Ninety treatment-seeking patients with severe AUD and 117 healthy controls (HC) were enrolled and measured for blood levels of TNF-α, TNFR1 and TNFR2 using enzyme-linked immunosorbent assays. We followed the levels in AUD group after 2 weeks of withdrawal and categorized them based on the occurrence of DT (DT group, n = 19) and non-DT group (n = 71) during this period.

Results

At both week 0 and week 2, patients with AUD had higher plasma TNFR1, TNFR2, and TNF-α levels than healthy controls, with the DT subgroup showing greater elevations than the non-DT subgroup.
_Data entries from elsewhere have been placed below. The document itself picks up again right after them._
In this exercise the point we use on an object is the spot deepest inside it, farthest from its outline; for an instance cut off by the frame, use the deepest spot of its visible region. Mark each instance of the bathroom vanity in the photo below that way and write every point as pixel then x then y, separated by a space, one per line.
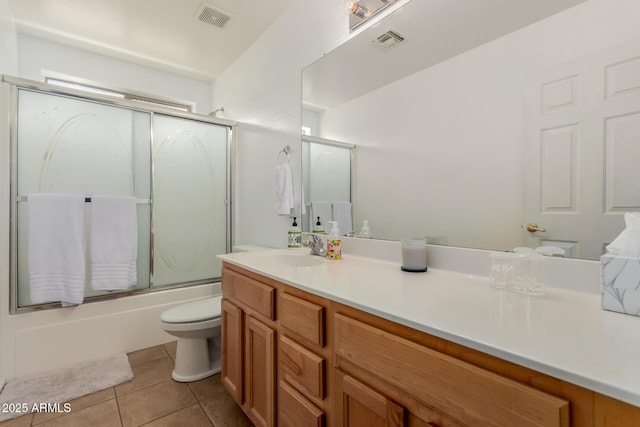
pixel 312 342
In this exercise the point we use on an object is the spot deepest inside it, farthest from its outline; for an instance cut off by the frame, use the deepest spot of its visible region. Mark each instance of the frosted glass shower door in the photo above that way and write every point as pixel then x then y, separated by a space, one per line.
pixel 189 200
pixel 67 145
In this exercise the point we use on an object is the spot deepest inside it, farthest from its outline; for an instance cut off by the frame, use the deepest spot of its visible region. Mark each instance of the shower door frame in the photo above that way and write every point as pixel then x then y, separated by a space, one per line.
pixel 15 84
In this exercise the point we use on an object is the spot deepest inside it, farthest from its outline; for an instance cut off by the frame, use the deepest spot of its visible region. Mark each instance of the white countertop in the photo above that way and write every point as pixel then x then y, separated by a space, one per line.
pixel 563 333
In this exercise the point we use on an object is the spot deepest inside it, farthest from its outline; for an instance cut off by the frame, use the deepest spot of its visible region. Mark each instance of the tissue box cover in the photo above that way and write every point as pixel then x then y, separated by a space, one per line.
pixel 620 283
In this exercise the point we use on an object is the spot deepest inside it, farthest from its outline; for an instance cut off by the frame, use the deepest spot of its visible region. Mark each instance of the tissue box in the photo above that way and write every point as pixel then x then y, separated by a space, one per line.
pixel 620 284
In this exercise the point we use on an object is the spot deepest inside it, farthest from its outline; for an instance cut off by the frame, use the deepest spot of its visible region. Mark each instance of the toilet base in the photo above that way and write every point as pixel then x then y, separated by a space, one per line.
pixel 200 376
pixel 196 359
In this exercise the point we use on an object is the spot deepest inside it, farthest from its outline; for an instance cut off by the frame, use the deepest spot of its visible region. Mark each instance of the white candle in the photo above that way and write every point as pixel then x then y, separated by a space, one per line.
pixel 414 255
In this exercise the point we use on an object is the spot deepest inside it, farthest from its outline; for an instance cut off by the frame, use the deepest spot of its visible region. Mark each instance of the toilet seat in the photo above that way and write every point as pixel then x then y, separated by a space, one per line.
pixel 196 311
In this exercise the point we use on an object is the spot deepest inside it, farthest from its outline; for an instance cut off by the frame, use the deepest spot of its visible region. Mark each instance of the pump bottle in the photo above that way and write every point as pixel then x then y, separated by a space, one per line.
pixel 294 235
pixel 334 243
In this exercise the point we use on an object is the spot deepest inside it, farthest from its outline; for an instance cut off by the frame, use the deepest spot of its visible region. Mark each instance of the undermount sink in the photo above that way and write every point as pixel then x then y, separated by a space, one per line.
pixel 299 260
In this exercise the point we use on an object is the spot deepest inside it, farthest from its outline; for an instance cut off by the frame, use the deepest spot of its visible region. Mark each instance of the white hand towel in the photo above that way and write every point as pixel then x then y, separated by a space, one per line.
pixel 284 190
pixel 114 242
pixel 342 214
pixel 56 248
pixel 322 210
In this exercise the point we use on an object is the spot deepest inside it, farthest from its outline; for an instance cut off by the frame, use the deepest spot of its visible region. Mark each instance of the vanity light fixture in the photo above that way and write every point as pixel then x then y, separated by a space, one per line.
pixel 362 10
pixel 354 7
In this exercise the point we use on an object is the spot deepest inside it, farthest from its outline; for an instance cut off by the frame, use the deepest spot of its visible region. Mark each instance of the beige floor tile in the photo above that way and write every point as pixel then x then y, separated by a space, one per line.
pixel 193 416
pixel 22 421
pixel 102 415
pixel 147 354
pixel 77 405
pixel 154 402
pixel 146 374
pixel 207 388
pixel 224 412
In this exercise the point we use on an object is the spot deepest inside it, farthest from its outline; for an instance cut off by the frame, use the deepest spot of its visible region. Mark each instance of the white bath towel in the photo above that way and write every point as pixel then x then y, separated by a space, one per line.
pixel 114 242
pixel 342 214
pixel 284 189
pixel 56 248
pixel 322 210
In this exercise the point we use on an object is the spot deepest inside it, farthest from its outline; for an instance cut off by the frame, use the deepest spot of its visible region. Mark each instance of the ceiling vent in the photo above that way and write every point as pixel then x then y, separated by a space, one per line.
pixel 212 15
pixel 389 39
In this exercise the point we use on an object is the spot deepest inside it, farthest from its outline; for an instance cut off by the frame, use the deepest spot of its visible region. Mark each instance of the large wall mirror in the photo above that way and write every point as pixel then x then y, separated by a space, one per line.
pixel 475 119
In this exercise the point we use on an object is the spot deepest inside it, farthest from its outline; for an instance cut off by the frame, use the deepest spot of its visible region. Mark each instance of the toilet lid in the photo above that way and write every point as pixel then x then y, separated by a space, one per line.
pixel 196 311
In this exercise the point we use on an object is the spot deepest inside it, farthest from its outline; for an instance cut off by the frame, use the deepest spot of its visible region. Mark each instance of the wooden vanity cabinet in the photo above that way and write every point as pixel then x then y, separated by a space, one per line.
pixel 293 359
pixel 275 352
pixel 249 349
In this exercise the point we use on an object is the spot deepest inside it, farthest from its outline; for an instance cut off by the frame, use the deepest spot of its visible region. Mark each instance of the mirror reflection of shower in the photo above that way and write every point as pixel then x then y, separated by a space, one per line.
pixel 327 167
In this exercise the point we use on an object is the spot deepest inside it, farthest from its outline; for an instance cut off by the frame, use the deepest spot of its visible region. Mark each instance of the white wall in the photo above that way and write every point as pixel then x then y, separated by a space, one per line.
pixel 446 103
pixel 36 55
pixel 456 147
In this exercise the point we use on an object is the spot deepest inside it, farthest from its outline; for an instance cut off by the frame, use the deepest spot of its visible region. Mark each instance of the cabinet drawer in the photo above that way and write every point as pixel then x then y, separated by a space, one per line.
pixel 295 410
pixel 249 292
pixel 302 319
pixel 301 368
pixel 463 391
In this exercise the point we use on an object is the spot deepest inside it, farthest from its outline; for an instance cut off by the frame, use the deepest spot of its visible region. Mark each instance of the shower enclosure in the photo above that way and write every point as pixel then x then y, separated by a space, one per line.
pixel 176 165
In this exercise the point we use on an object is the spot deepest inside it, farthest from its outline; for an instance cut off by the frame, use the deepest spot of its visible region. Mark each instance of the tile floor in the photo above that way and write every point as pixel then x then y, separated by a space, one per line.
pixel 152 398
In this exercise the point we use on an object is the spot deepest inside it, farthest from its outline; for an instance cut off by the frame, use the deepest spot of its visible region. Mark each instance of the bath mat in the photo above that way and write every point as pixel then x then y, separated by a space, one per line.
pixel 51 392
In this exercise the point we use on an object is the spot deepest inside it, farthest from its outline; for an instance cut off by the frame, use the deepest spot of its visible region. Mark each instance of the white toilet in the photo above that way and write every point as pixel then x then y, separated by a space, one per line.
pixel 197 326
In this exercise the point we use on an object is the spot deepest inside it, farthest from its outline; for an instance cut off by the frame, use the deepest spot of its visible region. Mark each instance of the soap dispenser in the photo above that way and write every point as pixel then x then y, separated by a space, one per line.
pixel 295 235
pixel 334 244
pixel 318 228
pixel 365 233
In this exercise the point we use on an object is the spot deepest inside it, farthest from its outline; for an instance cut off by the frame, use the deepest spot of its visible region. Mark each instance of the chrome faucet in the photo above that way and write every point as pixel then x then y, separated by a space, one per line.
pixel 315 243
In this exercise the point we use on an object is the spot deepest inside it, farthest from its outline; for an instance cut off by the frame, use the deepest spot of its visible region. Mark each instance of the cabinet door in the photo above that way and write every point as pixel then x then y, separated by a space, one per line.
pixel 260 373
pixel 361 406
pixel 232 355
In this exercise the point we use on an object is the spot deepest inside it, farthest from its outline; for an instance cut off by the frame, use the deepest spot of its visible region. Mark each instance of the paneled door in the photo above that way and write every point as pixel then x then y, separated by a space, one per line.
pixel 582 147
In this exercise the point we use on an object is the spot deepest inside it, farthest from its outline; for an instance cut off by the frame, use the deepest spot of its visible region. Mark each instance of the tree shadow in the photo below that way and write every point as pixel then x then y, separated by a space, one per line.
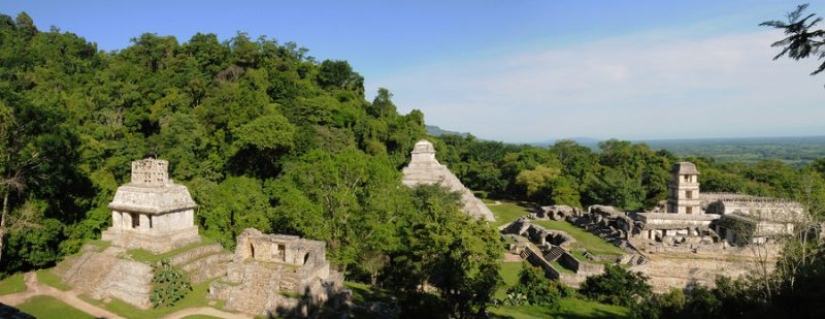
pixel 10 312
pixel 310 306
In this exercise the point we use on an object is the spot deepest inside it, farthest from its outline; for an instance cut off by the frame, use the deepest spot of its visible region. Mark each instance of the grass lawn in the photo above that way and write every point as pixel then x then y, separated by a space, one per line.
pixel 50 307
pixel 46 276
pixel 509 272
pixel 584 239
pixel 568 308
pixel 195 298
pixel 12 284
pixel 365 293
pixel 506 211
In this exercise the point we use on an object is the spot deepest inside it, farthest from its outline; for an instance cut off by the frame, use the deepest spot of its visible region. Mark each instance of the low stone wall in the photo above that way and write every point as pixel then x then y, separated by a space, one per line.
pixel 579 267
pixel 535 259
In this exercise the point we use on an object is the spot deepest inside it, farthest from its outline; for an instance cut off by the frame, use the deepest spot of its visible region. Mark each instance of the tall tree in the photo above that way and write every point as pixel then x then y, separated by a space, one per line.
pixel 802 40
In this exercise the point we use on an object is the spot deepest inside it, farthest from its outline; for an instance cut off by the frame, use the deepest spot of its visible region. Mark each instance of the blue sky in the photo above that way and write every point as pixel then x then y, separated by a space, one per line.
pixel 518 71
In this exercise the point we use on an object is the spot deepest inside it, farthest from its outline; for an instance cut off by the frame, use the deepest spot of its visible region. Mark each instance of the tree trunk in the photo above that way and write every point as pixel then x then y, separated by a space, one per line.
pixel 3 222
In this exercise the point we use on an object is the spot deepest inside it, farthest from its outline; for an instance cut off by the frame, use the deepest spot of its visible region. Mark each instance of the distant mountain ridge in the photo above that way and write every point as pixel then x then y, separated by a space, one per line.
pixel 437 131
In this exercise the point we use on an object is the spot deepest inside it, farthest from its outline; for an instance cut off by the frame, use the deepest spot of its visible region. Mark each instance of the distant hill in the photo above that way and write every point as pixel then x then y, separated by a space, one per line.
pixel 584 141
pixel 437 131
pixel 794 151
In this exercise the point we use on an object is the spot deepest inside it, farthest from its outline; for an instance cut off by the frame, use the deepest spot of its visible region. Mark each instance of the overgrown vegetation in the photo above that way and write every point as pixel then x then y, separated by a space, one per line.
pixel 267 137
pixel 12 284
pixel 616 286
pixel 533 288
pixel 169 285
pixel 50 307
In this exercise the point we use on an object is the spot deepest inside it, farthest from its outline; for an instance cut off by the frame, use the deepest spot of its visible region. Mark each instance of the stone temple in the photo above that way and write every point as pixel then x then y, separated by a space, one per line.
pixel 151 212
pixel 267 274
pixel 732 219
pixel 425 169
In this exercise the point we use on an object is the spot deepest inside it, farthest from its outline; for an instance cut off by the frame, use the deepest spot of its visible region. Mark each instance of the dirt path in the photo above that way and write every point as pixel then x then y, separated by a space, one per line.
pixel 206 311
pixel 35 288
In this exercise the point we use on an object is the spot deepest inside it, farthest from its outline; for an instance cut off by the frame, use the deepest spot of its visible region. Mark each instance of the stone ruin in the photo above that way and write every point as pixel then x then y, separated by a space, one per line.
pixel 151 212
pixel 269 274
pixel 424 168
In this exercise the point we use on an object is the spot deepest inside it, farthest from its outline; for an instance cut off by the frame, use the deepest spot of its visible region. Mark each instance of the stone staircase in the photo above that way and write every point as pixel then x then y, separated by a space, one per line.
pixel 130 281
pixel 86 272
pixel 554 253
pixel 254 291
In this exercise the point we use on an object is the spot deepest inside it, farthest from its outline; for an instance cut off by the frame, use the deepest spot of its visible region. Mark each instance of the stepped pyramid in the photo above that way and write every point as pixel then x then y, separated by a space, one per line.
pixel 425 169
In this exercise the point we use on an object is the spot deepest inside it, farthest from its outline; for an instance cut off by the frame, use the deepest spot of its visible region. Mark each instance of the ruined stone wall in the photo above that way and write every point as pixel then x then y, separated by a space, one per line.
pixel 150 172
pixel 535 259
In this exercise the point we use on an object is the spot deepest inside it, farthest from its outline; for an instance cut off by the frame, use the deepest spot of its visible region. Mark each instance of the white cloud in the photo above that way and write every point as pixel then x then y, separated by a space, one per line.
pixel 652 85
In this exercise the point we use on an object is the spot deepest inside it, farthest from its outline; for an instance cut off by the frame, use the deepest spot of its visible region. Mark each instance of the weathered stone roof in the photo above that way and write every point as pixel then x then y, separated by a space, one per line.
pixel 151 191
pixel 684 168
pixel 425 169
pixel 152 200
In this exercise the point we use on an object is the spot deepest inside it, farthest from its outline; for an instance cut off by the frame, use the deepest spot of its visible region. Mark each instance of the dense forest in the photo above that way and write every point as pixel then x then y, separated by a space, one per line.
pixel 266 136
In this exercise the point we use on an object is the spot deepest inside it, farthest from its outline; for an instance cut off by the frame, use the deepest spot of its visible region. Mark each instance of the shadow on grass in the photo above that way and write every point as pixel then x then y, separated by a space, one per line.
pixel 7 311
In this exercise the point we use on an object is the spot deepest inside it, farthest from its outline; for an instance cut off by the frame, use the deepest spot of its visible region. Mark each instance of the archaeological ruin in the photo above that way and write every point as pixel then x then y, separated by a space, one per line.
pixel 689 238
pixel 267 274
pixel 424 168
pixel 151 212
pixel 268 271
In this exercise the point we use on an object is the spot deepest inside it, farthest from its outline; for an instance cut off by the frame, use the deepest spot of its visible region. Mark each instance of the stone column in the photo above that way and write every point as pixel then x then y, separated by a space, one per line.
pixel 117 220
pixel 144 221
pixel 127 221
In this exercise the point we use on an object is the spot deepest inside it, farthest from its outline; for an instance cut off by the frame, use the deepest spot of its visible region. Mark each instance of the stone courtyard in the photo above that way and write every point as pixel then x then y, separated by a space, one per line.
pixel 689 238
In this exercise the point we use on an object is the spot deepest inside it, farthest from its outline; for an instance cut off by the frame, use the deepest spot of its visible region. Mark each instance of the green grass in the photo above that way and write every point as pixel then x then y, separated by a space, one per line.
pixel 509 273
pixel 50 307
pixel 46 277
pixel 584 239
pixel 561 268
pixel 506 212
pixel 365 293
pixel 12 284
pixel 152 258
pixel 568 308
pixel 195 298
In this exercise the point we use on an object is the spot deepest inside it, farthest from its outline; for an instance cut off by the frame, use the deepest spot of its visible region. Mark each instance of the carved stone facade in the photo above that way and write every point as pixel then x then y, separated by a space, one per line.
pixel 727 219
pixel 425 169
pixel 151 212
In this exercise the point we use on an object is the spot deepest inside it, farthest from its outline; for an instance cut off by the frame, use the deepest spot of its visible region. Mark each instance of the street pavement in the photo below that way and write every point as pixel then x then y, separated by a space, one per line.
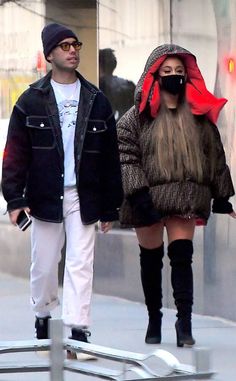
pixel 116 323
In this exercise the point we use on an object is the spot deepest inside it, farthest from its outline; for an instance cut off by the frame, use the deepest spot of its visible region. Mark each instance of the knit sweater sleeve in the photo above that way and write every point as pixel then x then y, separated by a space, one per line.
pixel 133 176
pixel 222 185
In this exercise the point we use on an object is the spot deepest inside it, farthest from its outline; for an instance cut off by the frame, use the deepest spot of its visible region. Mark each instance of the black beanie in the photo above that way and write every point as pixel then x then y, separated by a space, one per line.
pixel 54 33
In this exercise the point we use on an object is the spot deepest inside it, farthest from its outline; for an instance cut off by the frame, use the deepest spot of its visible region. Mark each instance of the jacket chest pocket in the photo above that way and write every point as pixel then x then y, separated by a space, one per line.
pixel 95 136
pixel 41 132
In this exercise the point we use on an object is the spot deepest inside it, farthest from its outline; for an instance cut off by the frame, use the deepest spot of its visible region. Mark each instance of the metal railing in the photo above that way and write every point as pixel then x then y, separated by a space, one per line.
pixel 164 366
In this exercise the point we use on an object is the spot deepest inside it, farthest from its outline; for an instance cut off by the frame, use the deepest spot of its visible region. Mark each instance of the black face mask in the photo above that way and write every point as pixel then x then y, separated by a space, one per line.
pixel 173 84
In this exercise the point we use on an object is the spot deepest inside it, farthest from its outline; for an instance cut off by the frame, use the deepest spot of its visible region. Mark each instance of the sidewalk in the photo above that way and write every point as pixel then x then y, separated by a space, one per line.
pixel 116 323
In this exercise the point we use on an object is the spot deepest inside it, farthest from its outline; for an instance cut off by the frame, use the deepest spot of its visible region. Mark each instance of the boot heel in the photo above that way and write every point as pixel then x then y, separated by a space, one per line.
pixel 178 342
pixel 153 335
pixel 183 336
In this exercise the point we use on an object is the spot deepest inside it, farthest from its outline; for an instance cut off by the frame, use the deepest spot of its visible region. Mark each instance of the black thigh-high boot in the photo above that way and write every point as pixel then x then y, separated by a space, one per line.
pixel 180 253
pixel 151 267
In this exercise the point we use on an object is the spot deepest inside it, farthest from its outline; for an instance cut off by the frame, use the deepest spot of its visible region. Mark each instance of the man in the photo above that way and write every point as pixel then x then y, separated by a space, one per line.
pixel 119 91
pixel 62 166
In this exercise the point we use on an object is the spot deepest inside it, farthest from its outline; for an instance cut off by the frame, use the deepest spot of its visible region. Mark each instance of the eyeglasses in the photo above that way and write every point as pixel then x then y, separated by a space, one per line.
pixel 65 46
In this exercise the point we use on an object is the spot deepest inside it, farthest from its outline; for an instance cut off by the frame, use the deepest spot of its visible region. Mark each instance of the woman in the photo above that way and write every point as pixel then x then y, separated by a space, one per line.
pixel 173 165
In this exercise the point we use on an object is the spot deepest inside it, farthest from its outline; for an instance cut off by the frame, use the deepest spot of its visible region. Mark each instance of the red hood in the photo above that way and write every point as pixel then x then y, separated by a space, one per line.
pixel 201 101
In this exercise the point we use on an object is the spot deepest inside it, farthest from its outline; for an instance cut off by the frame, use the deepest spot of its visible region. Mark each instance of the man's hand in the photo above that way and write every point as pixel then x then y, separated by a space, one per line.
pixel 106 226
pixel 232 214
pixel 15 213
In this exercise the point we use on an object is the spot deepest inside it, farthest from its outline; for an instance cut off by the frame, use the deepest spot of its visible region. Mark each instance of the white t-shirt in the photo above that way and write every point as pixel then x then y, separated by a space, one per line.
pixel 67 97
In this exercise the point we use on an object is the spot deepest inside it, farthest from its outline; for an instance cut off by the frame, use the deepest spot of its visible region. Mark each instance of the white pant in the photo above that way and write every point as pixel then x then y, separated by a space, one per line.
pixel 47 240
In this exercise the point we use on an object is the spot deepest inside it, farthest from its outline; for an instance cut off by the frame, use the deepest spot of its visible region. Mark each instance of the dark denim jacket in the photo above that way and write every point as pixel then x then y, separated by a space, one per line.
pixel 33 167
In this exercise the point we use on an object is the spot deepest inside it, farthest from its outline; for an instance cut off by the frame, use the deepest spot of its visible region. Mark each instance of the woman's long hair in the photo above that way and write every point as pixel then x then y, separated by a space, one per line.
pixel 179 144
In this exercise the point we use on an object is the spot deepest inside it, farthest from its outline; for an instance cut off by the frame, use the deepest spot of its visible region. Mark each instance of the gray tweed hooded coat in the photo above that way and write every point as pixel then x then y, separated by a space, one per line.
pixel 181 197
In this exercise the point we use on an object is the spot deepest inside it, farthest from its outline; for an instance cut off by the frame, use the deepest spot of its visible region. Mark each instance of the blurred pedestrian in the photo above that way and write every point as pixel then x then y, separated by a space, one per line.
pixel 119 91
pixel 62 166
pixel 173 165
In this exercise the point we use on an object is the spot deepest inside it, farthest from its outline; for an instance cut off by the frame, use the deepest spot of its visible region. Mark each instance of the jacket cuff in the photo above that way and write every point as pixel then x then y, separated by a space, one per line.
pixel 110 216
pixel 222 206
pixel 17 203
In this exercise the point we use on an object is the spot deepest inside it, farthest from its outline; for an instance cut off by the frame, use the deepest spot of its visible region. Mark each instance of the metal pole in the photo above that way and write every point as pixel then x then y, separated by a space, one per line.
pixel 57 351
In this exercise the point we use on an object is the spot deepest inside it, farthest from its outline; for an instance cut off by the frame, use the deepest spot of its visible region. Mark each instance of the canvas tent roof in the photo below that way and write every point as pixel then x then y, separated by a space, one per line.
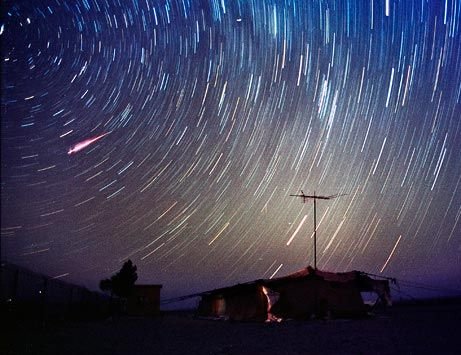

Although levels declined after two weeks of alcohol withdrawal, they remained elevated compared to controls. Regression analysis indicated that age, sex, and TNF-α levels were significant contributors to TNFR1 and TNFR2 levels.

Conclusions

This study is the first to indicate that TNFR1 and TNFR2 levels were increased in patients with AUD but decreased, though not normalized, after early abstinence. DT subgroup is associated with more severe TNFR1 and TNFR2 dysregulation than non-DT subgroup.